Que l'on soit aspirant auteur ou fraîchement publié, on n'imagine pas
toujours ce qui se passe lorsque l'on bascule de l'autre côté de la
table de dédicace... et on n'y est souvent pas préparé ! N.B. Coste, auteur des Fedeylins, une quadrilogie sortie chez Gründ (dont les deux premiers tomes ont suivi le
cycle de bêta-lecture CoCyclics), s'est penchée sur la question pour
proposer sa vision et ses conseils, alors que sa nouvelle série, SpaceLeague, s'apprête à sortir en librairie aux éditions l'Équipe.
Avant d'être publiée, je pensais que le métier d'écrivain consistait en
plusieurs phases autour de l'écriture : la préparation, les recherches,
la rédaction, les relectures, les corrections, encore des corrections,
encore des relectures, de l'attente, des bêta-lectures, des corrections,
et des envois aux éditeurs (en gros).
Par contre, une fois que le(s) roman(s) sont acceptés par un éditeur,
tout un nouveau pan du métier se révèle. Autant pour l'écriture en
elle-même, on peut se préparer, s'améliorer tout seul dans son coin,
autant pour tout ce qui concerne le personnage public qu'on devient peu à
peu, il faut faire son expérience sur le terrain.

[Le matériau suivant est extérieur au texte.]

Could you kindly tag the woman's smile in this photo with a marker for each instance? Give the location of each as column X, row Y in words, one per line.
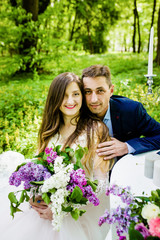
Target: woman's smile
column 70, row 107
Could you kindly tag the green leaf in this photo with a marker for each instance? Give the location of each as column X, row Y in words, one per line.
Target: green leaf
column 53, row 190
column 67, row 209
column 12, row 197
column 13, row 210
column 82, row 211
column 46, row 198
column 22, row 197
column 75, row 214
column 27, row 197
column 18, row 167
column 76, row 194
column 92, row 184
column 152, row 238
column 37, row 183
column 135, row 235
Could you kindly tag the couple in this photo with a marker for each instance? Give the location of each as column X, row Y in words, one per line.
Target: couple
column 67, row 121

Je vais donc essayer de partager ma modeste expérience sur la face cachée du métier, on ne sait jamais, ça peut servir !
Ça, c'est un domaine plus familier, en général. On a tous (au moins une
fois) parcouru les allées d'un salon du livre. Et, quand on écrit, on
s'imagine tous un jour de l'autre côté de la table. "Quand je
dédicacerai, je...".
Pourtant, on n'est pas forcément prêt à la réalité, à se retrouver assis pendant des heures à regarder passer des gens en souriant, les voir vous juger, juger vos livres, devoir pitcher en quelques phrases un roman dont on peinait déjà à écrire un synopsis de trois pages, et encaisser les lecteurs pas intéressés comme autant de lettres de refus d'éditeur.

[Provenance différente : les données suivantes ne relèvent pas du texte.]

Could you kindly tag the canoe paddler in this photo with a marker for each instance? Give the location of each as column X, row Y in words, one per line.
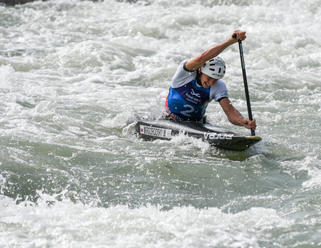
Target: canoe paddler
column 198, row 81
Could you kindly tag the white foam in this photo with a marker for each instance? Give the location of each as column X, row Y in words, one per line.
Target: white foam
column 65, row 224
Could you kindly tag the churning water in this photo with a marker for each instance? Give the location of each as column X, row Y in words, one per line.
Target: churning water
column 75, row 74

Pas de panique, amis auteurs, vous aussi vous bredouillerez au début. Mais, très vite, vous découvrirez quelques astuces (je vais vous en livrer certaines).

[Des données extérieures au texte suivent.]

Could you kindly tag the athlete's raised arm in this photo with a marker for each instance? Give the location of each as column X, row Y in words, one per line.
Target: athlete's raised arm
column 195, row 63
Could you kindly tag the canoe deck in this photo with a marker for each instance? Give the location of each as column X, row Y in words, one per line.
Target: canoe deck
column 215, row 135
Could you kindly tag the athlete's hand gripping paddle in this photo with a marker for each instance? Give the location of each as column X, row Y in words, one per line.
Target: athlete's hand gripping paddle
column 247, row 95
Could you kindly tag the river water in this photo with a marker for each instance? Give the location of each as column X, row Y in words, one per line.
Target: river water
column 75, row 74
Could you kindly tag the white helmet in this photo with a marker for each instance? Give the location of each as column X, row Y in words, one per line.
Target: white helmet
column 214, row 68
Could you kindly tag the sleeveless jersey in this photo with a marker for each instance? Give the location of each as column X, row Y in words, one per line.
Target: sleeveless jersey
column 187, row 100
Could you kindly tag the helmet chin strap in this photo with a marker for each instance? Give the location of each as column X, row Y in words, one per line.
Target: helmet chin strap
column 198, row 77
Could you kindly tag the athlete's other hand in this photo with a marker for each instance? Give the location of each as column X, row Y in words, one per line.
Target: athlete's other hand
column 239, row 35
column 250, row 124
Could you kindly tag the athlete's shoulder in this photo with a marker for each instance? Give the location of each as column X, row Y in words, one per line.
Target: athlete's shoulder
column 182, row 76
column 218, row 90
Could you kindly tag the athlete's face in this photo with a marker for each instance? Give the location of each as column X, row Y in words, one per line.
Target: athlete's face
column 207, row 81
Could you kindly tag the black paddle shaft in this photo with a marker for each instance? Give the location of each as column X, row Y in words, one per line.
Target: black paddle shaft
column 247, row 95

Personnellement, je n'avais en tête qu'un seul fantasme : attribuer un
signe de caste fedeylin à chaque dédicace (ça m'amuse toujours autant).
Dans mes premiers salons, j'ai demandé à des auteurs avec plus de bouteille s'ils avaient des conseils : plusieurs, sans se concerter, m'ont dit : "il te faut des tampons". Et c'est vrai que c'est chouette ! Ça plait beaucoup aux lecteurs, et ça habille bien mes pattes de mouche (dans lesquelles j'ai toujours peur de faire des fautes d'orthographe, mais je crois que ça me restera toujours. Je me réveille encore parfois en sueur au milieu de la nuit parce que j'ai fait une faute dans le livre d'or d'un salon et qu'il me faut attendre des mois pour pouvoir la corriger !).
Mes conseils : Entraînez-vous à résumer l'accroche de votre roman
en quelques phrases, ça vous permettra de ne pas laisser traîner un
trop long "euhhhhhhh" à la question "de quoi ça parle ?". La bonne
accroche viendra toute seule, au fur et à mesure des discussions avec de
potentiels lecteurs : ne pas trop en dire, mais suffisamment pour
donner envie !
Après, pour l'attitude en salon, ça dépend de votre personnalité :
certains se calent au fond de leur chaise et attendent que des lecteurs
prennent l'initiative de leur parler, d'autres alpaguent les passants
façon marché aux bestiaux... c'est selon. Moi, je fais entre les deux :
je souris, prête à engager la conversation quand je vois que les
lecteurs accrochent sur les couvertures, mais sans non plus sauter sur
chaque passant !
J'avoue que c'est plus facile quand on a plusieurs romans à proposer : on a moins l'air d'un camelot qui essaye à tout prix de vendre son produit : on discute de nos univers, de ce qu'on fait... et, quand on écrit en jeunesse, les "cases" aident à parler des livres ("Pour un garçon de 8 ans ? Plutôt celui-ci. Pour une fille de 14 ans ? Plutôt celui-là").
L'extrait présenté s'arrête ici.